Le défi n’en demeure pas moins de mieux faire connaître le tempeh à la population. «Le Québec, c’est chez nous maintenant, alors c’est certain que nous voulons d’abord nous y ancrer et devenir un incontournable pour les familles québécoises, affirme l’entrepreneur. Mais avant la fin de 2023, nous attaquerons le marché du reste du Canada et d’ici 2025, celui des États-Unis.»
Le soutien à la diversité
Merjex est maintenant incubée au Groupe 3737, un organisme qui se consacre aux entrepreneures et entrepreneurs issus de la diversité ethnoculturelle. Depuis le démarrage de l’entreprise, le couple a obtenu beaucoup de soutien, notamment du Fonds de prêts pour l’entrepreneuriat des communautés noires offert par BDC et administré par la Federation of African Canadian Economics (FACE).
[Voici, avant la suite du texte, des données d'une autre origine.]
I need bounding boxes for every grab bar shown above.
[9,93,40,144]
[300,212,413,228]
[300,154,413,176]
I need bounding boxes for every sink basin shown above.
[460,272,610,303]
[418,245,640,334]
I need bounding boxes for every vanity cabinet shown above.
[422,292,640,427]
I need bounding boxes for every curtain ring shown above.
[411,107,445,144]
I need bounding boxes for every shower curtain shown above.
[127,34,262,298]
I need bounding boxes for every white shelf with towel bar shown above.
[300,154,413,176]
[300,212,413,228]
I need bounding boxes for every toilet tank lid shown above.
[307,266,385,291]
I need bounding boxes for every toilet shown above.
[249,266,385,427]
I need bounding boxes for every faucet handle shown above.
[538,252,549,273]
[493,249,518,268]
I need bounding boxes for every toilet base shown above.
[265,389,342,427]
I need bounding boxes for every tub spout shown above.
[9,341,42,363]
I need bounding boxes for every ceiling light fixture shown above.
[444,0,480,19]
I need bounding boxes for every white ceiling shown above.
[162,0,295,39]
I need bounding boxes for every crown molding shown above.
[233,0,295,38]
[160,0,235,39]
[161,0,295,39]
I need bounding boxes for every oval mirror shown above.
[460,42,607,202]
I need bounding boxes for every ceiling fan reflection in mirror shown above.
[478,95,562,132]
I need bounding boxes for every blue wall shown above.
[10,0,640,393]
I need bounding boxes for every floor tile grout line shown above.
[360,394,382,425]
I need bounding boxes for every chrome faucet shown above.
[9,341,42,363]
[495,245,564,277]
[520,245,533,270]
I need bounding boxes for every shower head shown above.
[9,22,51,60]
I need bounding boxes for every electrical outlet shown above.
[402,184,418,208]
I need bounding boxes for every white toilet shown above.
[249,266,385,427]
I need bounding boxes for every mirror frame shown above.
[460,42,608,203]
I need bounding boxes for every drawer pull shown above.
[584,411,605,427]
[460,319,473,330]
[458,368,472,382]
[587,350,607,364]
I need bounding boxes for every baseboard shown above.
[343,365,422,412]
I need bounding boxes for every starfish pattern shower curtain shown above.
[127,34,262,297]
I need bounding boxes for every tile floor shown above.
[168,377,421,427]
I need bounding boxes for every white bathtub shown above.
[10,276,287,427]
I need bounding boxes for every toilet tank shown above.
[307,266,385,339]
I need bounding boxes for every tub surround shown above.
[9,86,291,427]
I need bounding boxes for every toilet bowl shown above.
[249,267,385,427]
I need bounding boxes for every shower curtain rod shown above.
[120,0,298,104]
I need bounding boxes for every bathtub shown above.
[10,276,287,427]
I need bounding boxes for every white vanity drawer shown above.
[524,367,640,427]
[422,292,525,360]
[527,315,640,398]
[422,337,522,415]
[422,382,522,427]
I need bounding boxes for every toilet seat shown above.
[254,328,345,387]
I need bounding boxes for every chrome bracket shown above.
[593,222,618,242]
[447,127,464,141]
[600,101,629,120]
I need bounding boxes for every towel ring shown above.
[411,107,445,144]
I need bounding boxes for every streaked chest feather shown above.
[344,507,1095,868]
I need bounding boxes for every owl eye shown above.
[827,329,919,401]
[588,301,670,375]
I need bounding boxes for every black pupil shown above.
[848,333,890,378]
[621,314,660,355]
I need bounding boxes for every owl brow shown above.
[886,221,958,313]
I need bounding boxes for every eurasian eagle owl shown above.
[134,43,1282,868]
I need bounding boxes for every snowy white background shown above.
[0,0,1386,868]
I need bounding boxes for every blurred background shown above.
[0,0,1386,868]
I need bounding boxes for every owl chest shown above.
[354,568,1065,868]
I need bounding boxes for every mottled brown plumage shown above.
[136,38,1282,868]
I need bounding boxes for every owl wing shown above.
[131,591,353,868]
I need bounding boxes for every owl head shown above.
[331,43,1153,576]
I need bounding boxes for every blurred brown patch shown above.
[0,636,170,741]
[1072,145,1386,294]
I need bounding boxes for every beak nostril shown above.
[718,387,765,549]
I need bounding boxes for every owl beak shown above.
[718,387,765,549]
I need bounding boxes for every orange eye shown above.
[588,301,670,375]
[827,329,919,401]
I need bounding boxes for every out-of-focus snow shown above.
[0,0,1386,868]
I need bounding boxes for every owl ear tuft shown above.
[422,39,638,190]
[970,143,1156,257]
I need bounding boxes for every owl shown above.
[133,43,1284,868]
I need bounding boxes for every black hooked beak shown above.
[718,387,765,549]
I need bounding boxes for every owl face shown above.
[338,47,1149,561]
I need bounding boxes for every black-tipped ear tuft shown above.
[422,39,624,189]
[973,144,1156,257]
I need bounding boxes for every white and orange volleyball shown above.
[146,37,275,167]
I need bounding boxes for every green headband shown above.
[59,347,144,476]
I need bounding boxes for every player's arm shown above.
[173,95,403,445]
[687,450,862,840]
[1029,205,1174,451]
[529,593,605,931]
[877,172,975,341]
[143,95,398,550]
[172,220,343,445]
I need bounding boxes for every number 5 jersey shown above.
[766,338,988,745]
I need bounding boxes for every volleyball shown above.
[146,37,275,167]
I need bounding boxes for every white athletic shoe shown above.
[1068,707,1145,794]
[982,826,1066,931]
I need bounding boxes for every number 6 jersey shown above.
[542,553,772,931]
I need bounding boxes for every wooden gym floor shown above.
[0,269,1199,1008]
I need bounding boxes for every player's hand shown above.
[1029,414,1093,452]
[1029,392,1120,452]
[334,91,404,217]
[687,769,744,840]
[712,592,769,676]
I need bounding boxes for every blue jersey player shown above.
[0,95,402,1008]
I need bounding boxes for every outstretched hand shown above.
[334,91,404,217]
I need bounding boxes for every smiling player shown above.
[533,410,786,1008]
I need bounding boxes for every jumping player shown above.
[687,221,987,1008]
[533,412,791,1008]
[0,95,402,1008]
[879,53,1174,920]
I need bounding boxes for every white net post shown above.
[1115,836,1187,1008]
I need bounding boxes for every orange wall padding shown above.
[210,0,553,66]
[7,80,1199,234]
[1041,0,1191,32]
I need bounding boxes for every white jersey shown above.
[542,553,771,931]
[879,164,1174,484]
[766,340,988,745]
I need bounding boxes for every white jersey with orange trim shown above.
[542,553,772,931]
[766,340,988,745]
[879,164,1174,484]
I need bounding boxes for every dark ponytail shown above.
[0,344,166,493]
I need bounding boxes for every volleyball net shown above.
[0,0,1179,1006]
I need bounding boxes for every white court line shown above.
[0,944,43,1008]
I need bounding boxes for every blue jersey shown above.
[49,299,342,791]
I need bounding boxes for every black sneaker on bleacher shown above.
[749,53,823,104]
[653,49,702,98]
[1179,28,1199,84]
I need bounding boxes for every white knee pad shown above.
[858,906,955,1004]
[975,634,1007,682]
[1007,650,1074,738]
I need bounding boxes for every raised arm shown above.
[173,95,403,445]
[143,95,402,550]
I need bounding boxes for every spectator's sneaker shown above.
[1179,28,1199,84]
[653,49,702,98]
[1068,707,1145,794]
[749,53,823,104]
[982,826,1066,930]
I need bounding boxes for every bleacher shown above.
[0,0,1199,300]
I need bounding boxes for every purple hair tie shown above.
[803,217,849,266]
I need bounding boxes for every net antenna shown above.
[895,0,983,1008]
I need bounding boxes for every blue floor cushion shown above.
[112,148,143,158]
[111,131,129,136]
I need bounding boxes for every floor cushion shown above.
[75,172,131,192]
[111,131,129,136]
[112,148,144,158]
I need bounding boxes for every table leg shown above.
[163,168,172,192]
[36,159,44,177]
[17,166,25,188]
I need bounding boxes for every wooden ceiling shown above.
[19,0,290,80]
Le couple souhaite maintenant, en racontant son histoire, encourager d’autres entrepreneures et entrepreneurs de la diversité à se lancer en affaires. «Il faut continuer à mener le combat, mais les choses s’améliorent, affirme Sonel. Je crois fermement que lorsque ce sera au tour de mes enfants ou petits-enfants de se lancer en affaires, les biais appartiendront au passé.»